The amendments provide for the taking of both blood and body samples, as required. I would like to point out that body samples such as urine provide analysts with a cost-efficient and effective screening method. Savings in complex and expensive blood analysis tests can be made, particularly when checking for drugs. These amendments are a clear indication of this Government's commitment to improved road safety in the ACT. We intend to continue to demonstrate this commitment with practical and effective legislation. These amendments will also ensure that people who cause accidents because they are drink- or drug-impaired must expect to have their day in court. I commend the Bill to the Assembly.

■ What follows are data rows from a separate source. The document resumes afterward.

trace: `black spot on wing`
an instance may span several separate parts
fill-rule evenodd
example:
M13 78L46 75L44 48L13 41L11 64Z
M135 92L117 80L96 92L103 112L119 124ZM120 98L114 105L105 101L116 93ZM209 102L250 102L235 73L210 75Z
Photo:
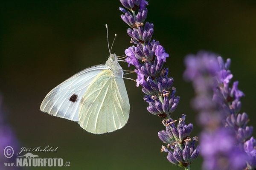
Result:
M69 101L74 103L77 100L77 94L73 94L69 99Z

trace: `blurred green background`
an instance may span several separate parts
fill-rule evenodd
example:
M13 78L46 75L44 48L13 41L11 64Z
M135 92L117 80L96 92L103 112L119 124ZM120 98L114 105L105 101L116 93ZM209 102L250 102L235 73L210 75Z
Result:
M182 74L184 57L204 49L231 59L233 80L239 80L239 88L246 95L241 99L241 111L249 115L249 125L255 125L256 1L149 3L146 21L154 23L153 39L170 55L164 66L169 68L176 94L180 97L173 118L186 114L186 122L194 125L192 136L199 135L196 113L189 104L193 90ZM1 3L0 91L9 123L21 147L58 147L55 153L38 155L70 162L70 167L29 169L182 169L160 153L163 143L157 134L164 129L162 119L147 112L143 94L133 81L125 80L131 106L128 123L113 133L93 135L76 122L40 111L42 100L52 88L81 70L105 62L109 55L105 24L111 42L117 34L113 52L123 55L131 46L119 6L118 0ZM120 64L124 69L134 69ZM136 78L135 74L129 76ZM253 134L255 136L256 132ZM201 162L194 161L192 169L200 169Z

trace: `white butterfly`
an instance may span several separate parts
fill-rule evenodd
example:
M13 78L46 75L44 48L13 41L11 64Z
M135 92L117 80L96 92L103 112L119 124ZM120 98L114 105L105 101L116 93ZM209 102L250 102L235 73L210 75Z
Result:
M78 122L95 134L122 128L129 118L130 104L124 73L115 54L105 65L77 73L52 90L41 104L41 111Z

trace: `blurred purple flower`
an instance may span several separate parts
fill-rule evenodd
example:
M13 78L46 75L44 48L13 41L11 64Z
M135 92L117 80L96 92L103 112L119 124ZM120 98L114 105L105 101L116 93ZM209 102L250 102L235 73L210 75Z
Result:
M8 124L7 122L7 115L4 111L4 106L3 105L3 96L0 94L0 169L4 170L20 170L21 168L18 167L9 167L6 168L4 166L6 162L16 162L16 155L14 153L13 156L10 158L7 158L5 156L4 152L6 147L12 147L13 151L15 153L17 151L20 150L20 148L16 136L12 127ZM9 148L9 147L8 147ZM11 154L12 151L5 150L5 154ZM15 152L16 151L16 152ZM6 152L8 152L6 153Z
M184 78L192 82L197 95L192 103L199 112L199 122L204 128L200 136L203 167L256 168L255 157L250 155L255 151L254 141L247 140L253 128L246 126L247 114L239 113L241 105L239 100L244 95L238 89L238 82L230 87L233 77L229 70L231 60L225 62L214 54L201 51L188 55L185 62Z

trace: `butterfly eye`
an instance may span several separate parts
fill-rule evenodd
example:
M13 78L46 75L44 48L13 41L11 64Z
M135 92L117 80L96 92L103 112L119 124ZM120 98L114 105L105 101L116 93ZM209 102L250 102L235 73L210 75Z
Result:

Debate (on motion by Mr Whitecross) adjourned.


MR KAINE (Minister for Urban Services) (10.47): Mr Speaker, I present the Traffic (Amendment) Bill 1997, together with its explanatory memorandum.

Title read by Clerk.

MR KAINE: I move:

That this Bill be agreed to in principle.

The Motor Traffic (Alcohol and Drugs) (Amendment) Bill (No. 2) 1997 provided for the compulsory blood sampling of certain people who the police believe may have contributed to a traffic accident. This includes non-motorised traffic such as pedestrians, bicyclists, horse-drawn vehicles and so on. Not all traffic accidents are caused by people driving motor vehicles. The Traffic Act 1937 has been amended to allow the same compulsory blood sampling provisions to apply to people not driving a motor vehicle but who the police believe may have contributed to the cause of a traffic accident. Pedestrians, bicyclists and others can cause accidents if adversely affected by alcohol or drugs.